Matthieu Max-Gessler, La Gazette de la Mauricie, Trois-Rivières
Bien qu'il soit originaire de Sorel, Jacques Brodeur a fait de la Mauricie sa terre d'adoption en 2004. Enseignant et syndicaliste retraité, l'homme a également consacré une grande portion de sa vie à la paix et à dénoncer la violence à laquelle sont exposés les enfants par le biais de leurs écrans télévisés ou d'ordinateur. Une lutte qu'il poursuit encore aujourd'hui avec une initiative prisée même outre-mer: le défi «10 jours sans écran».
Né à Sorel en 1943, Jacques Brodeur a consacré sa vie à l'éducation. Après un baccalauréat en enseignement de l'éducation physique à l'Université Laval, le Sorelois décide de rester dans la région de Québec pour exercer son métier. Métier qui, inévitablement, le confronte à la violence à laquelle cèdent souvent les enfants. «Tous les ans, c'était inévitable, j'avais des cas problèmes, comme dans bien des classes, confie-t-il. Il y a deux approches avec un élève turbulent : l'exclure de la classe et le punir, ou tenter par tous les moyens possibles de l'intégrer.»
Sans se considérer violent pour autant, Jacques Brodeur reconnaît qu'il a un caractère «bagarreur», caractéristique qui lui servira grandement lorsqu'il devient représentant syndical. «J'étais dans un syndicat considéré bagarreur, très à gauche. J'ai souvent protesté contre le gouvernement car je considérais que l'éducation ne bénéficiait pas de fonds suffisants et j'ai participé à pas mal de grèves!»

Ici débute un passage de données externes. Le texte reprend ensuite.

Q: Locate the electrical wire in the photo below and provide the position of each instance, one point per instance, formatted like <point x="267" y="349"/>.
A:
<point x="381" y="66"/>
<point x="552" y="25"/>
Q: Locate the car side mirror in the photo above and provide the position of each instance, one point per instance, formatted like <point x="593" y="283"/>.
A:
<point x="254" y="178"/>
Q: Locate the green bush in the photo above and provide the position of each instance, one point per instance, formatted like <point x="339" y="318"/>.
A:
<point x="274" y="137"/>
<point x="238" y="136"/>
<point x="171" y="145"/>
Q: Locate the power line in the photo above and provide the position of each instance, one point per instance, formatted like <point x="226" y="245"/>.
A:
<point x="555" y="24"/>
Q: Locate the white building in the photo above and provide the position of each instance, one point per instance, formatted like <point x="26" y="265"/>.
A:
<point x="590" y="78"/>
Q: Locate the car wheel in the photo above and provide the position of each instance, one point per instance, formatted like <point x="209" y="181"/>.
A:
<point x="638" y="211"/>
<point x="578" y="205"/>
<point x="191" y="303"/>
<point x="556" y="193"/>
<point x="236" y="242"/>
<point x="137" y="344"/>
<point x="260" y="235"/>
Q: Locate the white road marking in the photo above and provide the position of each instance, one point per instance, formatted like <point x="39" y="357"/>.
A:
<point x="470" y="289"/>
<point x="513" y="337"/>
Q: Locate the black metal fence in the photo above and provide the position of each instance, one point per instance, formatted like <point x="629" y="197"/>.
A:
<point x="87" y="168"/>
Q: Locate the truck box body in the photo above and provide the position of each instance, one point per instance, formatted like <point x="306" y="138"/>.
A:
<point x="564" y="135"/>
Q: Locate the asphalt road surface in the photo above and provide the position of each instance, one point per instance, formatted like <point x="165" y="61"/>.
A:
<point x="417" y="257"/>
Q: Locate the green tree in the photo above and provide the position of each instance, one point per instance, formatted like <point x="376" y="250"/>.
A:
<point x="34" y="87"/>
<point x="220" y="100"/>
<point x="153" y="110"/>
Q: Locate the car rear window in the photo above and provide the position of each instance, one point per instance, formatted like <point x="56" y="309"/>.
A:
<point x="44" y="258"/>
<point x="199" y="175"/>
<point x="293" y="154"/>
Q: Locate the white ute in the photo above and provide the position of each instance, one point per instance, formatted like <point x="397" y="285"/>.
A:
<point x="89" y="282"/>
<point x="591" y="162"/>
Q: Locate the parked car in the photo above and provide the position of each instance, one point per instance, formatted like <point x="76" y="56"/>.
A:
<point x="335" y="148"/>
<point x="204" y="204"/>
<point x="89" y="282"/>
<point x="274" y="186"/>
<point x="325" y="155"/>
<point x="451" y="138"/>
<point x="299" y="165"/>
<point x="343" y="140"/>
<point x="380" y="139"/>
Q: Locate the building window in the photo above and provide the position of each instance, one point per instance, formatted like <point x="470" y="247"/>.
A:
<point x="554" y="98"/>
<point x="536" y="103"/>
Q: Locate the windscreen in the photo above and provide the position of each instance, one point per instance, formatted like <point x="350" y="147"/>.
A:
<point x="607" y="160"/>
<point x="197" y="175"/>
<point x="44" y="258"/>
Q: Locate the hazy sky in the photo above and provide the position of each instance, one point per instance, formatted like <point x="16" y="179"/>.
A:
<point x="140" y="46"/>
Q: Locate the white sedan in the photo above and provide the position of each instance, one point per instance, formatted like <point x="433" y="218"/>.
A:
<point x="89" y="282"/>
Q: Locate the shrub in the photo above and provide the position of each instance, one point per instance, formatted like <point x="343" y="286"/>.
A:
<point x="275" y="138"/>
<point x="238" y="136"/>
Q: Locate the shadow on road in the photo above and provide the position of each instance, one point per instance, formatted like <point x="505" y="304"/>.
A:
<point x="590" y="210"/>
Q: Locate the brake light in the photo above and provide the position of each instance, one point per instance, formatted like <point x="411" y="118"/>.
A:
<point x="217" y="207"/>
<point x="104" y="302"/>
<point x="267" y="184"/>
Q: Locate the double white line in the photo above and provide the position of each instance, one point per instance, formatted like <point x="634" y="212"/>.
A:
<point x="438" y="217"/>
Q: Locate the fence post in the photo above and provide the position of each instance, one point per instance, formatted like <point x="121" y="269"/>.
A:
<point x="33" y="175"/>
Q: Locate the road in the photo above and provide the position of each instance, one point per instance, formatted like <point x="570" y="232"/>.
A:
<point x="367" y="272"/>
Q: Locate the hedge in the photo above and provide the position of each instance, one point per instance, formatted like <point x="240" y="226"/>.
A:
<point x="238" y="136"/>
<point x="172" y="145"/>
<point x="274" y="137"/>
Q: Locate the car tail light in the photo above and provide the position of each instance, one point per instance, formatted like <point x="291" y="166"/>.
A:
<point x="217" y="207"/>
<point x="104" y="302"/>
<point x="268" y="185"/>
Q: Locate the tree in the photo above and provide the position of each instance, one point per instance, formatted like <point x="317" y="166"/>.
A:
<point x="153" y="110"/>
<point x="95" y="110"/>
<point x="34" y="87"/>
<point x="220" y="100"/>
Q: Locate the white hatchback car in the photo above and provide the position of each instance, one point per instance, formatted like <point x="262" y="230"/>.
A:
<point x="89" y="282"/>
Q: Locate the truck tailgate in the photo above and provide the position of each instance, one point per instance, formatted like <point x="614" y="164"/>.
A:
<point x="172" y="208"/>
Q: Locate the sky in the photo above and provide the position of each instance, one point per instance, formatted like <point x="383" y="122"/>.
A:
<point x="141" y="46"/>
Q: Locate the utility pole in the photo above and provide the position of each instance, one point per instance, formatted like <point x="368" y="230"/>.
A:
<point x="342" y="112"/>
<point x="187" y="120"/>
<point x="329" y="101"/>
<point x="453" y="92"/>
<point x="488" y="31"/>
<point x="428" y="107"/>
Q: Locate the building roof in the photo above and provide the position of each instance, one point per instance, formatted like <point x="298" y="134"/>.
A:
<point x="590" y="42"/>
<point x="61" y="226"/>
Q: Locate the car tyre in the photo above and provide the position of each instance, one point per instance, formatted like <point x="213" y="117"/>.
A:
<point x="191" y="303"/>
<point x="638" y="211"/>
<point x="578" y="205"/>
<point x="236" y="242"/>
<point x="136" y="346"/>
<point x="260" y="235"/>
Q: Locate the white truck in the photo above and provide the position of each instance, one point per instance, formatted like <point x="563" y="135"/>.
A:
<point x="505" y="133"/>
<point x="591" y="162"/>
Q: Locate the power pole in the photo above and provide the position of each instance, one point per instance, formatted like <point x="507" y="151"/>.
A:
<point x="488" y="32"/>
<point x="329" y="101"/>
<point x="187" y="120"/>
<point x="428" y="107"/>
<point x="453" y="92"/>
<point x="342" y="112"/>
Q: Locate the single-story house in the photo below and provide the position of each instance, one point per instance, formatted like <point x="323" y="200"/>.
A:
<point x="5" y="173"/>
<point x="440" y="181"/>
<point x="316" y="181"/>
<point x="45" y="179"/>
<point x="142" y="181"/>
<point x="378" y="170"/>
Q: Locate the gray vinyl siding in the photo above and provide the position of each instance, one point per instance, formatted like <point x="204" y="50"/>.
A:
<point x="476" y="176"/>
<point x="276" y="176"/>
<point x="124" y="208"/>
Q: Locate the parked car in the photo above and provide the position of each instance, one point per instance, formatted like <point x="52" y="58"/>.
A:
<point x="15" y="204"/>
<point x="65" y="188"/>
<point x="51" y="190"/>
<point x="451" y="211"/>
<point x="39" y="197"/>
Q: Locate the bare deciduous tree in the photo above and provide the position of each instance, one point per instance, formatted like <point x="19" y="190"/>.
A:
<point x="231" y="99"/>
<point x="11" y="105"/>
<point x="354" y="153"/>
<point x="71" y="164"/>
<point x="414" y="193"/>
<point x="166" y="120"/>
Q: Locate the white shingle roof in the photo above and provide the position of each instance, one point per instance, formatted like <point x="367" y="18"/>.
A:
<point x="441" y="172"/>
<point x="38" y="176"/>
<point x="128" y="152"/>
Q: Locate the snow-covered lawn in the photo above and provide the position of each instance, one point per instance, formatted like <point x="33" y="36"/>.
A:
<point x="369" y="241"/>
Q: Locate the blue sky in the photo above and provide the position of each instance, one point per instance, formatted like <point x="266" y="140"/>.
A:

En 1986, il jette son dévolu sur un tout autre sujet. En cette Année internationale de la paix décrétée par l'Organisation des Nations Unies, l'enseignant met sur pied une collecte de jouets de guerre dans son école dans le but de les transformer en monument à la paix. En plus du succès inattendu de l'initiative, le professeur fait un autre constat, beaucoup plus choquant. En effet, la plupart des jouets de guerre sont des figurines portant le nom des deux émissions télévisées les plus écoutées à l'époque: G.I. Joe et Transformers. «Ce sont des émissions qui comportaient respectivement 84 et 81 actes de violence à l'heure, rage-t-il. En plus de désensibiliser les enfants à la violence, cette dernière sert également de stratégie de marketing pour faire désirer les jouets aux enfants.»
Croisade… pour la paix
Un constat qui révolte l'enseignant au plus haut point. «Chaque année, 10 000 personnes se sauvent de la maison parce que l'homme fait du mal à ses enfants ou à sa femme. Et ça va continuer à augmenter tant qu'on n'aura pas réussi à décrocher de l'appât.» Jacques Brodeur va donc multiplier les actions pour la paix. Il participe à la création de l'organisme Pacijou, spécialisé dans l'analyse des modèles proposés aux enfants à travers, notamment, la télévision et les jeux vidéos. Il coordonne pendant 11 ans les activités d'éducation à la paix du Syndicat des enseignants de Québec. Il crée aussi le Vote des jeunes, sorte d'anti-gala publicitaire où les jeunes peuvent dénoncer les pires annonces publicitaires.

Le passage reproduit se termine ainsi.